Bank Muamalat Indonesia’s director of corporate business, Indra Sugiarto, said that opening a repo transaction line with Bank Bukopin will add more liquidity for the Shariah-compliant bank and help it better manage its liquidity and liquidity contingency plans. At the end of March 2016, its total financing to deposit ratio (FDR) stood at 97.3 percent, up from 94.6 percent for the same period last year.
“Currently Islamic banks’ liquidity is still limited mainly because of the small number of Shariah-compliant interbank instruments, and most Islamic banks have a mismatch between funding and financing. That’s why we need instruments for our liquidity contingency plans,” he said.
According to guidelines from Bank Indonesia, the country’s central bank, Shariah-compliant repo transactions between Islamic and conventional banks are allowed where the former is the issuer. Conventional banks can be both sellers and buyers during the period of the agreement if the underlying certificates are Shariah-compliant. Agreements are to be no more than one year in maturity.

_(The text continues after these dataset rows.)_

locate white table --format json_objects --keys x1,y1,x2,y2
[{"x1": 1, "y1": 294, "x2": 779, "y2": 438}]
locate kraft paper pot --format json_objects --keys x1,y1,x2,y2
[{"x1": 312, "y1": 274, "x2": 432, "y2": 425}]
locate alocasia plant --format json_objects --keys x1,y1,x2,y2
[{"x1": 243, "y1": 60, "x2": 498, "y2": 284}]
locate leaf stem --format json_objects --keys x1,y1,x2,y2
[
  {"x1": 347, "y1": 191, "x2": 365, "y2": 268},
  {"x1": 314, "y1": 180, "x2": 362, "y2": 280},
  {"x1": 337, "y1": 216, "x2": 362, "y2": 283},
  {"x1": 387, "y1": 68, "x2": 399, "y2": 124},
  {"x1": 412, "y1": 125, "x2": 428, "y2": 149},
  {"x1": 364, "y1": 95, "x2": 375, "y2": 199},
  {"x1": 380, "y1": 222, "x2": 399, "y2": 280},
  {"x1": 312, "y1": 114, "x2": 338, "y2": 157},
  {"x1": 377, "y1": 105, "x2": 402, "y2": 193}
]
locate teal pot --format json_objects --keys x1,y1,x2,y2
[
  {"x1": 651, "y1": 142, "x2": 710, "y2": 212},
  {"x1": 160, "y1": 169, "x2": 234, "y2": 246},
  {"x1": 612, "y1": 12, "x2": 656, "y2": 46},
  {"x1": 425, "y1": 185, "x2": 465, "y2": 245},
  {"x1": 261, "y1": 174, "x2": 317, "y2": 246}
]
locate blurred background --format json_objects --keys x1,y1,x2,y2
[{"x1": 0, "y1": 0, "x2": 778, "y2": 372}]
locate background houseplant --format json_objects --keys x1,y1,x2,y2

The repo instruments are based on an inter-bank mudarabah investment certificate known as SIMA, and SiKA, a Shariah-compliant certificate for interbank commodity trading.
Sugiarto added that the transactions will also benefit Islamic banks that commonly have higher funding to deposit ratios, meaning lower liquidity levels, than conventional lenders.
Bank Muamalat Indonesia plans to work with three other banks to gain more liquidity through the inter-bank Islamic repo transactions.
“Hopefully by the end of September we could work with two other Shariah-compliant banks and one conventional bank,” said Sugiarto.
Bank Indonesia’s head of department of financial market development, Nanang Hendarsah, said that such transactions will spur more activity in the secondary market. Currently, the volume of daily repo transactions stand at 1.8 trillion rupiah. He hopes the figure will rise to around 2-5 trillion rupiah by the end of this year.
“Demand for liquidity has grown following Eid al fitr and the long weekend after it. The market needs longer maturity certificates and also foreign banks as custodians to hold more bond auctions. We hope to see daily repo transaction reach an average 4 trillion rupiah by this August,” he added.